Yes, but they have this awesome system in their hooves. Researchers have discovered that horses have a shunt in the main vain at the back of their hoof, that shuts off the flow of blood to the hoof when the temperatures are really low. Then when hoof temp drops to a certain point, the shunt opens temporarily to allow warm blood to flow through it. Then it closes and on and on it goes to keep their hooves from freezing completely. That function is likely part of the reason why horses get laminitis.

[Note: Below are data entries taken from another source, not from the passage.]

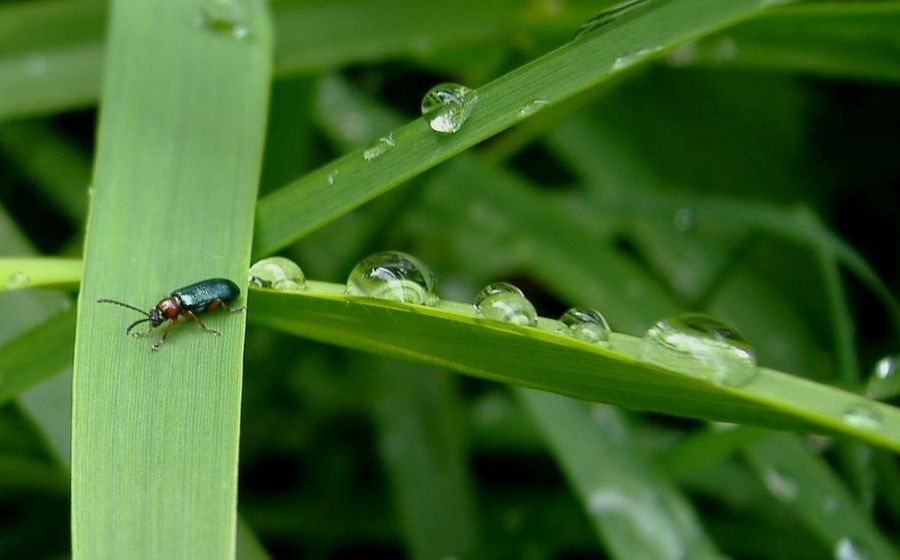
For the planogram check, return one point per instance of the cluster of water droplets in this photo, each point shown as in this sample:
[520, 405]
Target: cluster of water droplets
[393, 276]
[695, 344]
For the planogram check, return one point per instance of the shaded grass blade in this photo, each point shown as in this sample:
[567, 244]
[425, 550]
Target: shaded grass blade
[313, 200]
[155, 435]
[636, 509]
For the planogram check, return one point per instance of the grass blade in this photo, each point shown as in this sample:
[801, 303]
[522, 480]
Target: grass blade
[154, 466]
[541, 359]
[313, 200]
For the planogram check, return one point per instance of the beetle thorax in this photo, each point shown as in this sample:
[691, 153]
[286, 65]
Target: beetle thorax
[168, 308]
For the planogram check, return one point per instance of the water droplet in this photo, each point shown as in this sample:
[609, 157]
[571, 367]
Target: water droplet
[227, 17]
[586, 324]
[35, 65]
[629, 59]
[533, 107]
[782, 487]
[504, 302]
[379, 147]
[862, 416]
[17, 280]
[394, 276]
[607, 16]
[884, 382]
[446, 107]
[848, 549]
[277, 273]
[703, 347]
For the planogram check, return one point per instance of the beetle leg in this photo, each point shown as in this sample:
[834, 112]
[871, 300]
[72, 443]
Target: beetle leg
[163, 337]
[199, 322]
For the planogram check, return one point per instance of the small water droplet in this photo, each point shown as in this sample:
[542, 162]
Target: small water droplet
[586, 324]
[227, 17]
[703, 347]
[277, 273]
[606, 17]
[862, 416]
[379, 147]
[848, 549]
[394, 276]
[884, 383]
[782, 487]
[17, 280]
[504, 302]
[533, 107]
[35, 65]
[446, 107]
[630, 59]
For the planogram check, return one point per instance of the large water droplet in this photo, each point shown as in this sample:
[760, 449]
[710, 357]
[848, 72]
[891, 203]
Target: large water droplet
[227, 17]
[586, 324]
[379, 147]
[17, 280]
[277, 273]
[703, 347]
[504, 302]
[446, 107]
[862, 415]
[848, 549]
[394, 276]
[884, 382]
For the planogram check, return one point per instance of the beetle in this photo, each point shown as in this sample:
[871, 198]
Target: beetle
[192, 300]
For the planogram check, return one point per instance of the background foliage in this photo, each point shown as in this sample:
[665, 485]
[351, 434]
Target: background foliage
[743, 165]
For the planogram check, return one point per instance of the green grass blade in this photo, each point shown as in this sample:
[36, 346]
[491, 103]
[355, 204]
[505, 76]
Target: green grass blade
[155, 434]
[639, 513]
[541, 359]
[38, 272]
[833, 39]
[313, 200]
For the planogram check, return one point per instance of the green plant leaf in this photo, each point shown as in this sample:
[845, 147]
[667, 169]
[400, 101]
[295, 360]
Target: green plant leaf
[833, 39]
[155, 434]
[332, 190]
[542, 359]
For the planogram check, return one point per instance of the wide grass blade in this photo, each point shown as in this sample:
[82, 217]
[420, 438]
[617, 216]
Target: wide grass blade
[155, 434]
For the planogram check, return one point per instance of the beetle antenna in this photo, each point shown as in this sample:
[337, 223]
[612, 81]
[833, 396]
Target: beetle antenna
[136, 323]
[141, 311]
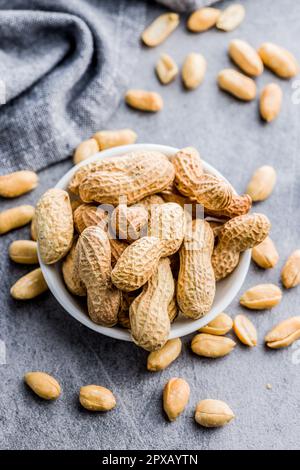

So thinking about a steel shoe attached to the hoof, and steel nails driven into it, the steel, it would seem to me, would radiate the cold into the hoof so that system wouldn't function as efficiently. Shoes are a bad deal in the winter time especially in the snow.
I took this picture on a hike in the Little Book Cliffs, near Grand Junction, Colorado. We were looking for wild horses. We found them and it was kind of scary so I didn't get lots of great pictures. If you look closely, you can see the backs of two wild horses grazing on something. I'm not sure what they were eating out there. A little bit of everything I would imagine so that's why I like to feed my horses a variety of different hays. The brown and white horse is a stallion and he was a little bit snorty about us getting too close to his family. So we didn't.
So now I'm wondering if a foundered horse's hooves would freeze in the snow because the circulation in a foundered hoof isn't functioning normally....hmm. Or would the cold help them feel better. Somehow I don't think so, but I don't know?